4. Upload an avatar#

bash
curl -X POST "$SCAIGRID_HOST/v1/modules/scaipersona/personas/$PERSONA_ID/avatar" \
  -H "Authorization: Bearer $SCAIGRID_API_KEY" \
  -F "file=@avery.png"

Limits: 2 MB max; PNG / JPEG / GIF / WebP / SVG. The avatar URL ends up on the published frontend model, so any model-picker UI shows the persona's face.

5. Publish#

bash
curl -X POST "$SCAIGRID_HOST/v1/modules/scaipersona/personas/$PERSONA_ID/publish" \
  -H "Authorization: Bearer $SCAIGRID_API_KEY" \
  -H "Content-Type: application/json" \
  -d '{"group_ids": ["mg_support_bots"]}'

The optional group_ids adds the new frontend model to existing model groups. The caller's role limits which groups they can target — global and cross-tenant groups are ignored unless the caller is a super-admin. Bad group ids are silently skipped; check the model group's membership afterwards to confirm.

6. Invoke through the standard inference endpoint#

The persona is now a frontend model. Callers never touch a ScaiPersona route to use it.

bash
curl -X POST "$SCAIGRID_HOST/v1/inference/chat" \
  -H "Authorization: Bearer $SCAIGRID_API_KEY" \
  -H "Content-Type: application/json" \
  -d '{
    "model": "tenant/acme/acme-support",
    "messages": [
      {"role": "user", "content": "How do I cancel my subscription mid-term?"}
    ]
  }'

python
resp = httpx.post(
    f"{HOST}/v1/inference/chat",
    headers=H,
    json={
        "model": "tenant/acme/acme-support",
        "messages": [{"role": "user", "content": "How do I cancel my subscription mid-term?"}],
    },
).json()["data"]
print(resp["content"])

javascript
const reply = await fetch(`${process.env.SCAIGRID_HOST}/v1/inference/chat`, {
  method: "POST",
  headers: { "Authorization": `Bearer ${process.env.SCAIGRID_API_KEY}`, "Content-Type": "application/json" },
  body: JSON.stringify({
    model: "tenant/acme/acme-support",
    messages: [{ role: "user", content: "How do I cancel my subscription mid-term?" }],
  }),
}).then((r) => r.json());

7. Iterate without unpublishing#

Edits sync the published frontend model on save. Tighten the prompt, drop the top-k, change a source weight — none of it requires an unpublish.

bash
curl -X PUT "$SCAIGRID_HOST/v1/modules/scaipersona/personas/$PERSONA_ID" \
  -H "Authorization: Bearer $SCAIGRID_API_KEY" \
  -H "Content-Type: application/json" \
  -d '{ "rag_top_k": 4, "rag_min_score": 0.5 }'

If you want to take the persona off the air for a moment:

bash
curl -X POST "$SCAIGRID_HOST/v1/modules/scaipersona/personas/$PERSONA_ID/unpublish" \
  -H "Authorization: Bearer $SCAIGRID_API_KEY"
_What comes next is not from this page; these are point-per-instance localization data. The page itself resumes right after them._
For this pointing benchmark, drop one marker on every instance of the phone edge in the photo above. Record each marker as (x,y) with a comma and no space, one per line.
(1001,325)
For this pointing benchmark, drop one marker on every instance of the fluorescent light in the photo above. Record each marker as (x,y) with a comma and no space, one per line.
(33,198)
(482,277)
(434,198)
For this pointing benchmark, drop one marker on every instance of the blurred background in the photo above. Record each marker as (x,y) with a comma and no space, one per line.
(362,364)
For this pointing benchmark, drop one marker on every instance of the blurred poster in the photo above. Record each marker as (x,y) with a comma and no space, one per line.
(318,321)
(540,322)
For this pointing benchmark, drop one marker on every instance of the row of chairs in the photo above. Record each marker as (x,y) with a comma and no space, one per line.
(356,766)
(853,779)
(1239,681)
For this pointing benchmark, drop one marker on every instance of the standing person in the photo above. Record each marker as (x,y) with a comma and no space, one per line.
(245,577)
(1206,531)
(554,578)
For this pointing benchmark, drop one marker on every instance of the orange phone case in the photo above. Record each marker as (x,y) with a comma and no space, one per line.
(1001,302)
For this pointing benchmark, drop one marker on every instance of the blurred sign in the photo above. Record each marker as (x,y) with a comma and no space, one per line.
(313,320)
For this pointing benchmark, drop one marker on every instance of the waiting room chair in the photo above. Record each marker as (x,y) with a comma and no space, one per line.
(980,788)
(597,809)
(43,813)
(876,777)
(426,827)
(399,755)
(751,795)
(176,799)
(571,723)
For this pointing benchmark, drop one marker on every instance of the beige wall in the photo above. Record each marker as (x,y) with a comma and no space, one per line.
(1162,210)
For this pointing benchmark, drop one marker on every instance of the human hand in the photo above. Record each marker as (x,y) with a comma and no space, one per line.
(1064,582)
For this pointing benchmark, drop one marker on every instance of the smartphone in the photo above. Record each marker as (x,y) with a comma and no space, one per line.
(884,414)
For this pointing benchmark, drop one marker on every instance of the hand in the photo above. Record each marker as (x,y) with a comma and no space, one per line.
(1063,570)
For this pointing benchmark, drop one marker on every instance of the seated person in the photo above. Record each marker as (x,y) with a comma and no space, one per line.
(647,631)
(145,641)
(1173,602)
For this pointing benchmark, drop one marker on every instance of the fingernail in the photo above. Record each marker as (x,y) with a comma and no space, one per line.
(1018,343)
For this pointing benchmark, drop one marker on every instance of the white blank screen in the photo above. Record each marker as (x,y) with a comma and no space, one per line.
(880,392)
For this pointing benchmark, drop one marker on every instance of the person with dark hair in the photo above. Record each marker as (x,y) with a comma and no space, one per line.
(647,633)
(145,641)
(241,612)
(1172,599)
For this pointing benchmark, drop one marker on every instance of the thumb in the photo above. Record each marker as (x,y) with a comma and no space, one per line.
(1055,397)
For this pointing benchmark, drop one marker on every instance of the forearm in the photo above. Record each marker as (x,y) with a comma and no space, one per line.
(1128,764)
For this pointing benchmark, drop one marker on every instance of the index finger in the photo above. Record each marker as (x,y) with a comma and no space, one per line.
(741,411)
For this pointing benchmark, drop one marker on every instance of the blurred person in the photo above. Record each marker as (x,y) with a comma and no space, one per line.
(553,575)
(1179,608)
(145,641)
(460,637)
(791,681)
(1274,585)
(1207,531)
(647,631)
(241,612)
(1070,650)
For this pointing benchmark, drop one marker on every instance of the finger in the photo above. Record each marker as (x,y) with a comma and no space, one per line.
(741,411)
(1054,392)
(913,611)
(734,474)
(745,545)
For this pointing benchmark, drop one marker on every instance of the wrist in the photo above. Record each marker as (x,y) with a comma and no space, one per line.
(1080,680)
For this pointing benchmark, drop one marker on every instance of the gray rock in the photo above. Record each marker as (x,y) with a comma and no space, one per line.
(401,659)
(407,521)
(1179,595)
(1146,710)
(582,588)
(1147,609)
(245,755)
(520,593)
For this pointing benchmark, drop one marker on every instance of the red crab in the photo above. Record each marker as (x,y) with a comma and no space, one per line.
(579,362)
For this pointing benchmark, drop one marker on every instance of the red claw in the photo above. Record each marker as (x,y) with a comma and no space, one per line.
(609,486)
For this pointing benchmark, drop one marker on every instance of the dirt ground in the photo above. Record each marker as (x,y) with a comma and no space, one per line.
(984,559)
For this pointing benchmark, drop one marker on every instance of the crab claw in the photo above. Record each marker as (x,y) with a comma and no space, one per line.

Unpublishing removes the frontend model entirely — its slug stops resolving, and it falls out of any model groups it had joined. The persona row stays put; re-publish later and the same slug comes back.

Done#

You have a tenant-scoped, RAG-grounded, branded persona that any downstream client can target by model slug. Iterate freely — every parameter is editable in place, publish/unpublish is reversible, and accounting flows through the standard ScaiGrid pipeline.